Amendments XIII and XIV may have been, at least partly, unneeded as the way of overturning Taney's decision. Amendment XIII abolished slavery and XIV, among other things, declared categorically that all African-Americans are citizens of the United States. It is a truism of constitutional thought that Taney's decision was overturned by these post-Civil War amendments but it could have been overturned by removing one justice, Taney. The Civil War itself put slavery on a fast path to extinction; the benefit of the Thirteenth Amendment was that it did cleanly put an end to slavery, completely and once and for all (at least in the West). However, Dred Scott could have been overturned in whole by a Court that recognized the logic of the two dissenting opinions written by John McLean and Benjamin R. Curtis. They did not agree with Taney that slavery was enshrined in the original Constitution. They did not need amendments to reach this conclusion, only logic.
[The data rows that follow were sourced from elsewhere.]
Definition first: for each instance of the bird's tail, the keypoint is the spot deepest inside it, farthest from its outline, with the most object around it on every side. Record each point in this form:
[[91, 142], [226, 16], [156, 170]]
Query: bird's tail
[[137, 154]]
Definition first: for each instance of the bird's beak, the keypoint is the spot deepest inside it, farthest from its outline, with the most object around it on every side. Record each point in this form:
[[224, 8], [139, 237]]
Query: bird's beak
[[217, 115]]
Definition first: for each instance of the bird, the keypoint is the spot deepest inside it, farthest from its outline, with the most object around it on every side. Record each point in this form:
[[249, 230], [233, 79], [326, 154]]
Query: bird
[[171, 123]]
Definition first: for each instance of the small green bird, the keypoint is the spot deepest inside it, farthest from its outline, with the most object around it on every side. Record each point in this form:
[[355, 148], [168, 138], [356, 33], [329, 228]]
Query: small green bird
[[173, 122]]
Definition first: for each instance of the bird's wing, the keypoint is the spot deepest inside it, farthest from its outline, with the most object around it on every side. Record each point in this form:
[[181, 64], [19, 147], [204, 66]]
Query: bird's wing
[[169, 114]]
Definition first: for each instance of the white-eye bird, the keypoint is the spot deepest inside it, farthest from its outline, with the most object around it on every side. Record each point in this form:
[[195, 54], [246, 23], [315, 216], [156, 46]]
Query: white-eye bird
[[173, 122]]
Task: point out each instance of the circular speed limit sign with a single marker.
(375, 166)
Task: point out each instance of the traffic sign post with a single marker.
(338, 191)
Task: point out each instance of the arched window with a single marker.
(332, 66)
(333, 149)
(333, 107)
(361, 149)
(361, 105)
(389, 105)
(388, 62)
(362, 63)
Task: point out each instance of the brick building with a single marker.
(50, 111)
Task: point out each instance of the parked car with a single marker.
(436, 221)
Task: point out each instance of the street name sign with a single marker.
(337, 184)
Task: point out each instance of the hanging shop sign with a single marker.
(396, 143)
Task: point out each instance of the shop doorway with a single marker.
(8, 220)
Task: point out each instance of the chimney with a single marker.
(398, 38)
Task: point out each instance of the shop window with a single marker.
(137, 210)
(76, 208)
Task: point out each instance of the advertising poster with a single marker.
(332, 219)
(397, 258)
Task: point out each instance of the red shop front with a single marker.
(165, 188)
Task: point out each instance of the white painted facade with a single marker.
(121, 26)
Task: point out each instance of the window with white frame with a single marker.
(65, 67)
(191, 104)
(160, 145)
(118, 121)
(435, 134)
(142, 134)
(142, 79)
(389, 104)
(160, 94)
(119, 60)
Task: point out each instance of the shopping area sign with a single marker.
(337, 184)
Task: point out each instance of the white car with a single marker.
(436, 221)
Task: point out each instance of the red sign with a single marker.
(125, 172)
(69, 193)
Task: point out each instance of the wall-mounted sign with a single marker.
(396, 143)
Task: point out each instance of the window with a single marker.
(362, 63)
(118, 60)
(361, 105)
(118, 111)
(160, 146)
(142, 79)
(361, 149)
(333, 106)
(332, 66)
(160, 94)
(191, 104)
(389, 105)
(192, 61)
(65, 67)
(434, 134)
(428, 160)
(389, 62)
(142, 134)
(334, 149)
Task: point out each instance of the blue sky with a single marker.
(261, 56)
It is frequently assumed in court opinions that other courts as well as legislatures knew what they were doing when they handed down a decision or passed a law, respectively. No doubt sometimes they do, but equally obviously, sometimes they don’t. Did the Framers of the United States Constitution and the members of the first Congresses know what they were doing when they kicked the can down the road on slavery? I think not. Would they have been horrified had they been able to look into a crystal ball and foresee the American Civil War and subsequent racial disharmony that resulted from their indecision? Many would have felt excruciating remorse. The cases of Thomas Jefferson and Benjamin Franklin are illustrative: Jefferson had qualms about slavery even though he was a slave owner; Franklin had already decided that slavery was wrong when he went to the Constitutional Convention in 1787, but he held his tongue because he feared that if the issue of abolition was raised then there would be no United States at all.

Marbury v Madison (1803) was a Supreme Court (SCOTUS) decision tainted by partisan political bias. Chief  Justice John Marshall was a member of the Federalist Party and his decision favored members of his party against members of the Democratic-Republican Party. It is  a famous case for its establishment of the doctrine of Judicial Review, that SCOTUS may review laws in an unlimited way and that it could declare acts of Congress to be unconstitutional. The expansion of judicial power lay in the fact  that the Court need not present a reasonable legal argument but only the semblance of a reasonable argument. And there is no appeal of its ruling, however egregious, because it is the highest court in the land.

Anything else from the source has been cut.